March 23, 2025
+ 12
A how-to guide on data topology synchronization with Couchbase Autonomous Operator.

Overview

In the following guide, we’ll show you how to discover the configuration of a Couchbase cluster in the form of Kubernetes resources, and how the Autonomous Operator manages those resources.

Prerequisites

In your Couchbase cluster load the travel-sample sample bucket. See Load the Sample Dataset to learn how to load a sample bucket.

On this cluster we’ll enable synchronization to discover the bucket and its scopes and collections in the form of Kubernetes resources.

For the purposes of this guide, we’ll be referring to an example cluster called cb-example. Substitute the name of the cluster with your own if necessary.
data topology synchronized prereq buckets

Enabling Synchronization

In order to enable the synchronization, firstly we have to disable bucket management in the cluster. This is to ensure that existing configuration is not deleted once backing resources are removed.

console
$ kubectl patch couchbasecluster cb-example --type=merge -p '{"spec":{"buckets":{"managed":false}}}'

The above command disables bucket management for a Couchbase cluster named cb-example.

Next, remove any resources that may conflict with those the Operator will generate.

console
$ for i in couchbasebuckets \ couchbaseephemeralbuckets \ couchbasememcachedbuckets \ couchbasescopes \ couchbasescopegroups \ couchbasecollections \ couchbasecollectiongroups do kubectl delete $i --all done

This command deletes all resources in the namespace that will be affected by a synchronization operation. You can replace --all with a label, or field, selector if you wish to be more selective, especially in the case where multiple Couchbase clusters are running in the same namespace.

Data topology resources can be shared between clusters.
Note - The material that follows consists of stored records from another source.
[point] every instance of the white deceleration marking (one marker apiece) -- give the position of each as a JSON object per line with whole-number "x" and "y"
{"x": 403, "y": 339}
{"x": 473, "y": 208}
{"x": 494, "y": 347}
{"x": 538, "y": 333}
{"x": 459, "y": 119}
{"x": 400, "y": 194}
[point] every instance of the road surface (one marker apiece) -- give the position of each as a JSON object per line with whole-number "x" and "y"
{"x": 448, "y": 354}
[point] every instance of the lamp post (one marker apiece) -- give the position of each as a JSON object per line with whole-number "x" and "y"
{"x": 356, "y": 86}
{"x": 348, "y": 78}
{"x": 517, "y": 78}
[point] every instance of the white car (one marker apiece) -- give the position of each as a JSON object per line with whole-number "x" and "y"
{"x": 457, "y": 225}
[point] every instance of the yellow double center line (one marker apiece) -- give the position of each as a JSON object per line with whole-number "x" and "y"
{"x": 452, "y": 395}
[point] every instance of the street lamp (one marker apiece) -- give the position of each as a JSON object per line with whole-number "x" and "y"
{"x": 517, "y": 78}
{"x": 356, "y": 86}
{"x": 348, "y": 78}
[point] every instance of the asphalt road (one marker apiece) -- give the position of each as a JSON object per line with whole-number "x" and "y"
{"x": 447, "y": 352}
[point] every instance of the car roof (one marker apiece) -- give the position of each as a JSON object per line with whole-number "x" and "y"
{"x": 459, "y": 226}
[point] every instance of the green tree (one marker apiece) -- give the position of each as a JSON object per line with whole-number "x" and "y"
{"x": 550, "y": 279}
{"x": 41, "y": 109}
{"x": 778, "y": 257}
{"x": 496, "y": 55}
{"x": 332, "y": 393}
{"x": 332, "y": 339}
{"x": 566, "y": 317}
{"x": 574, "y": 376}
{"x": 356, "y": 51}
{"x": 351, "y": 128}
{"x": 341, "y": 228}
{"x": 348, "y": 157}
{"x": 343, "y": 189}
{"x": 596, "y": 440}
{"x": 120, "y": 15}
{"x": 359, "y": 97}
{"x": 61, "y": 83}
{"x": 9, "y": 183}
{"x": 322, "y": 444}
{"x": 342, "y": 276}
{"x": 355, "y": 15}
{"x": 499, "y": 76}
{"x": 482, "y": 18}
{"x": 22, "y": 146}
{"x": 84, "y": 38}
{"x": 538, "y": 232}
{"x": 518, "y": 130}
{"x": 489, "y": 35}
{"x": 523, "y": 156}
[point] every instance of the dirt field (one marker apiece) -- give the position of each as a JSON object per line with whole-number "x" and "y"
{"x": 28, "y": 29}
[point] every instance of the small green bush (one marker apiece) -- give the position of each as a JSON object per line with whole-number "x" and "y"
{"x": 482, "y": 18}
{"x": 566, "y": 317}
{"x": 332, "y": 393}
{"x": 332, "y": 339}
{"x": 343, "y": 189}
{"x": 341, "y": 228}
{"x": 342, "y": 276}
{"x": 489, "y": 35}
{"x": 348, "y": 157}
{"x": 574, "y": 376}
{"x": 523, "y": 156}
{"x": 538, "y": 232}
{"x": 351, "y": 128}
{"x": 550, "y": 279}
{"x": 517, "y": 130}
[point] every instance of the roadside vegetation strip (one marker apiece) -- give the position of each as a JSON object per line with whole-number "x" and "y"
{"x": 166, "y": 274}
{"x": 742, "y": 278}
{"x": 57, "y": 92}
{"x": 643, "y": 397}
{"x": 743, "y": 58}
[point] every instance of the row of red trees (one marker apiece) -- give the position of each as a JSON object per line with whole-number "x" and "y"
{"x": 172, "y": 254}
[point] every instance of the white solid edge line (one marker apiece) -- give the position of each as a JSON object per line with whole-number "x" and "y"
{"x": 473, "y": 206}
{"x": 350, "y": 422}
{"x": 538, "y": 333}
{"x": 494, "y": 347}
If they are shared, then deletion may affect another — unrelated — cluster and result in data loss. For this reason we recommend only ever deploying one Couchbase cluster per namespace.

Synchronizing

Once you have manually updated the data topology to how you want it, we can begin synchronizing it so it can be managed.

Because multiple Couchbase clusters can run in the same namespace, there is a danger that any resource created by synchronization may be erroneously picked up by another cluster. For this reason, the Operator enforces the use of a label selector to generate and select buckets for inclusion on the cluster to be synchronized. It is your responsibility to ensure any other clusters in this namespace have a unique bucket label selector that will not be affected by this synchronization operation.

Synchronization is triggered by first setting a label selector, then triggering the operation:

console
$ kubectl patch couchbasecluster cb-example --type merge -p '{"spec":{"buckets":{"selector":{"matchLabels":{"foo":"bar"}}}}}' $ kubectl patch couchbasecluster cb-example --type merge -p '{"spec":{"buckets":{"synchronize":true}}}'

After the above commands, the Operator will begin the synchronization process and it may take some time depending on the number of resources to synchronize.

The synchronization operation proceeds as follows:

  1. Couchbase server is polled for all buckets, scopes and collections.

  2. Kubernetes resources are generated for those Couchbase resources.

    1. Buckets are labeled as defined by the provided label selector, therefore they should be considered by this cluster only.

  3. Kubernetes resources are created and persisted.

  4. The Operator reports the status in the cluster conditions.

Once synchronization has been triggered, you should not make any more manual adjustments to the data topology. Doing so may result in a conflict between what is expected and what has already been generated and committed. If you do encounter a conflict, then restart the process from the Enabling Synchronization stage to remove the conflicting resource.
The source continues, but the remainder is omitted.